The most instructive aspect of Ashoka’s statements about society, however, is what he does not say. His silence says a great deal, especially with respect to ancient Indian social structures. For example, he makes no mention of the social divisions and roles we have been trained to assume existed in ancient India. The picture of ancient Indian social organization given in learned books and popular imagination is the same. It is presented by the historian Gavin Flood in an introductory book on Hinduism: ‘Vedic society … was divided into four classes (varṇas), the Brahmans, the Nobles or Warriors (rājanya, kṣatriya), the Commoners (vaiśya) and Serfs (śūdra).’ Similar portrayals are found in most textbooks on ancient Indian history, culture and religion. If such a fourfold hierarchical structure existed in Ashoka’s India, or if individuals during Ashoka’s time identified themselves according to this social classification, Ashoka seems either not to have been aware of it or not to have thought it to be significant. The very term ‘varna’ or any of the names of the three varnas, Kshatriya, Vaisya and Sudra, are completely absent in Ashoka’s vocabulary. His extensive discussion of social relationships in the context of the practise of dharma takes no account of the varna system. The only member of that system mentioned by Ashoka is the Brahmin, but he is mentioned in the context of religious organizations called Pasandas and not as a social and demographic group. Further, Brahmins are always contrasted not to the other three varnas, but to wandering ascetics or Sramanas, with whom they form what Ashoka regarded as the broad category of religious professionals. If the varna system was internalized by the population or the ruling elite, or if it was a way for people to think about social roles and hierarchies, then it would have been natural for Ashoka, at least sometimes, to pair Brahmin with the other three varnas, something he never does. It is always the Sramana who is paired with the Brahmin.

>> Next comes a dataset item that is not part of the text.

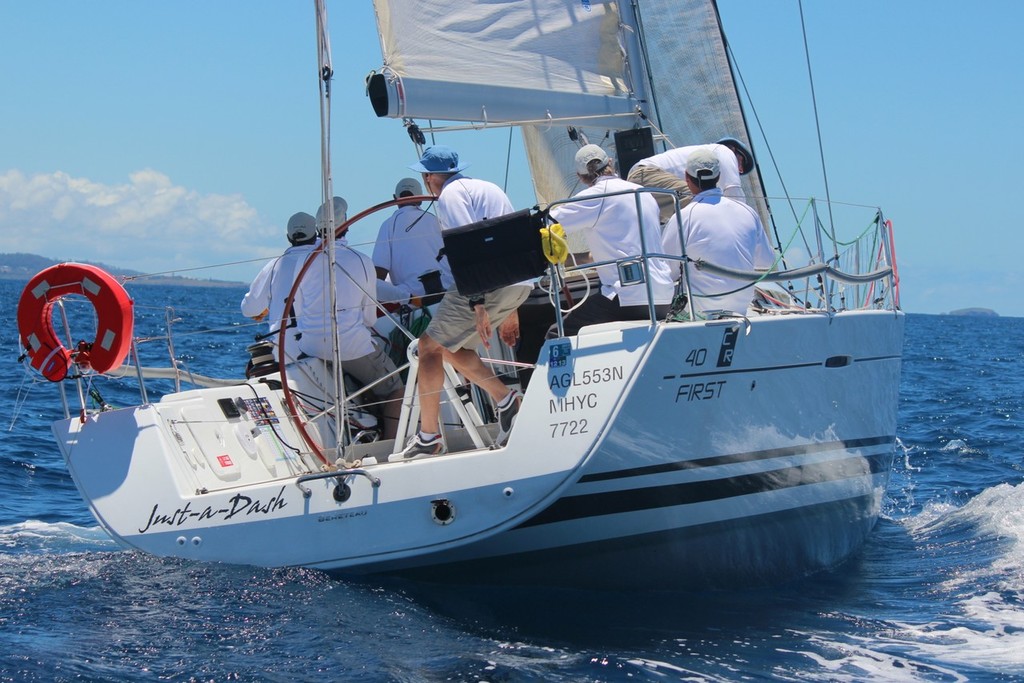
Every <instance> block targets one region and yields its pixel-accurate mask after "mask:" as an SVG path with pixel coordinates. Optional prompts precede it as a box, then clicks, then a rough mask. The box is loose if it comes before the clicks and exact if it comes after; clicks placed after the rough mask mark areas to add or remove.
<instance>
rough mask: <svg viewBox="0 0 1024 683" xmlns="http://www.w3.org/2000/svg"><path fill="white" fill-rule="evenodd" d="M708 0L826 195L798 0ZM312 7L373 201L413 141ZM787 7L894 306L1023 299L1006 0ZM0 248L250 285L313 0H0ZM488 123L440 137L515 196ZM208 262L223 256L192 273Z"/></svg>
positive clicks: (794, 158)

What are we to make of it? Simple silence, the absence of any reference, cannot by itself prove that the institution of varna did not exist during the time of Ashoka. Yet, we should begin to question whether the sources that present this fourfold social division, sources that are the basis for contemporary textbook descriptions of ancient Indian society, are reliable. They are, for the most part, authored by Brahmins, who have historically been placed at the summit of this fourfold hierarchical structure. Are they presenting an ideology garbed in the clothes of sociology? Is the varna system aspirational and prescriptive rather than descriptive? Ashoka’s silence, I think, is quite eloquent with respect to the historicity of the varna system.

This excerpt from ‘Ashoka’ by Patrick Olivelle has been published with permission from Harper Collins.